Mit acht Birdies kam Sophie Witt vom Junior Team Germany auf ihre 67. Ihre Hubbelrather Teamkameradin notierte neben sieben Birdies auch einen Eagle sowie vier Bogeys. Die Karte von Samantha Krug wurde also richtig bunt und hatte nur auf sechs Bahnen ein „Pärchen“ vermerkt.

Doppelspitze bei Herren

Bei den Herren ging es früh auf der Runde hoch her. Florian Schmiedel lag nach nur sechs Bahnen schon bei fünf unter Par. Danach spielte der Hubbelrather sehr solide weiter, musste neben zwei Birdies aber auch noch zwei Bogeys notieren, so dass es am Ende eine 67 (-5) wurde.

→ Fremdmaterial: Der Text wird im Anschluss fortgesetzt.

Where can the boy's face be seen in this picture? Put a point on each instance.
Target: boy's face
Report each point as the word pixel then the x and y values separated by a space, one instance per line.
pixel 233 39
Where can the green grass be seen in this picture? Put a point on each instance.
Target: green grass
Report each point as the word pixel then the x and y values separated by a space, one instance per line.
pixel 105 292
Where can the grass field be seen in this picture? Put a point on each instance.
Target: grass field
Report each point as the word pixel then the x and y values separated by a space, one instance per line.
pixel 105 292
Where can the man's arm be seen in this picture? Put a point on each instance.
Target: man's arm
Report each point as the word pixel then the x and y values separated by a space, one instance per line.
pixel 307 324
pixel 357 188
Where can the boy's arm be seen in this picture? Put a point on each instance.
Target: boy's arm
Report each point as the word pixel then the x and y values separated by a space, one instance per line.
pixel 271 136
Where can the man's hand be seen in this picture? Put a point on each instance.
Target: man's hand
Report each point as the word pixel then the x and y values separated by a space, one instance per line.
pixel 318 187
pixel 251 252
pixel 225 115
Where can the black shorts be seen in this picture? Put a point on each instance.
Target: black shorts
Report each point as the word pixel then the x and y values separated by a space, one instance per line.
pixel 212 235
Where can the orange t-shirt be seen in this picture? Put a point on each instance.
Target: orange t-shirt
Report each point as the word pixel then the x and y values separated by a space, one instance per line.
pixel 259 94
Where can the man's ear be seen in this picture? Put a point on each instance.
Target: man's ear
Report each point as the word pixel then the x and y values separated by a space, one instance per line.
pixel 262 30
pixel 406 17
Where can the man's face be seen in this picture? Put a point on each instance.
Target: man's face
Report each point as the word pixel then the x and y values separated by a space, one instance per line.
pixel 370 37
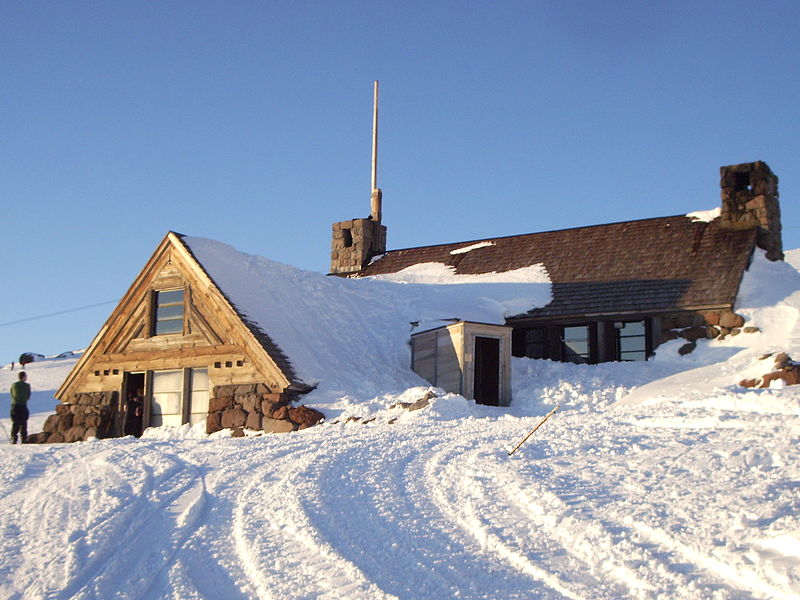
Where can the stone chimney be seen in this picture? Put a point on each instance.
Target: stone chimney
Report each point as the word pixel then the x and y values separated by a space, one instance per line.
pixel 354 243
pixel 750 200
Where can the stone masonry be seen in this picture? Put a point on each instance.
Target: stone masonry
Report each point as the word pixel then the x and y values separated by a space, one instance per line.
pixel 236 407
pixel 253 406
pixel 354 243
pixel 89 415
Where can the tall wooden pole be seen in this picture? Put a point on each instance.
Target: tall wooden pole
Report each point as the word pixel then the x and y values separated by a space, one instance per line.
pixel 375 136
pixel 375 200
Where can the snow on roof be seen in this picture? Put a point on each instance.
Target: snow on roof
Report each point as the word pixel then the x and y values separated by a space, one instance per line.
pixel 466 249
pixel 351 335
pixel 705 216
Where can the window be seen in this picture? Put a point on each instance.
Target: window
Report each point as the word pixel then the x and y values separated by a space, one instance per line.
pixel 198 400
pixel 179 396
pixel 166 398
pixel 575 344
pixel 531 342
pixel 631 340
pixel 168 312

Schlaggleich ist ein Routinier aus der Nachbarschaft in die Meisterschaft gestartet. Daniel Schmieding vom GC Olching begann und beendete seine Runde kurioser Weise mit Bogeys, zeigte dazwischen aber, dass noch immer mit ihm zu rechnen ist.

Bachem startet famos

Auch Nick Bachem legte los, als wolle er schon am ersten Tag diese Meisterschaft für sich entscheiden. Auf der Frontnine brachte der Titelverteidiger nicht weniger als sechs Birdies auf seine Karte. Auf der Backnine brach sein Spiel dann zwar nicht ganz weg, aber zwei Bogeys auf den Bahnen 11 und 12 sorgten dafür, dass der Score des Marienburgers nicht mehr ganz tief ging. Am Abend kommentierte der Sportsoldat seinen Score von 68 (-4) Schlägen dennoch gewohnt selbstbewusst: „Ich halte den Pokal in Köln!“
Vom Platz des GC München Valley war der Spieler aus dem Kader von Bundestrainer Ulli Eckhardt sehr angetan: „Dafür, dass dieser Platz noch so jung ist, ist der schon krass gut! Und auch die Grüns sind echt richtig gut.“
Seinen dritten Platz teilt sich der Champion von 2018 mit nicht weniger als acht weiteren Athleten, die alle ebenfalls 68 Schläge gebraucht hatten.

Schnelle Grüns

Die Grüns waren trotz der Nässe schon auf absolutem Top-Niveau. Mit 10,8 Stimp ist das Ende der Fahnenstange in Valley aber noch lange nicht erreicht. In den kommenden Tagen werden die Grüns noch deutlich schneller werden.

Get together

Am Abend vor dem ersten Wettkampftag hatte Gastgeber Michael Weichselgartner als Präsident des GC München Valley die Athleten zum Get together geladen und sehr herzlich bei diesen nationalen Titelkämpfen begrüßt. Vor der Deutschen Meisterschaften 2019, die erstmalig auf dem Links Course zu den Füßen der Alpen stattfinden, gab es ein italienisches Buffet mit allerlei Leckereien von der anderen Seite des Alpenkamms.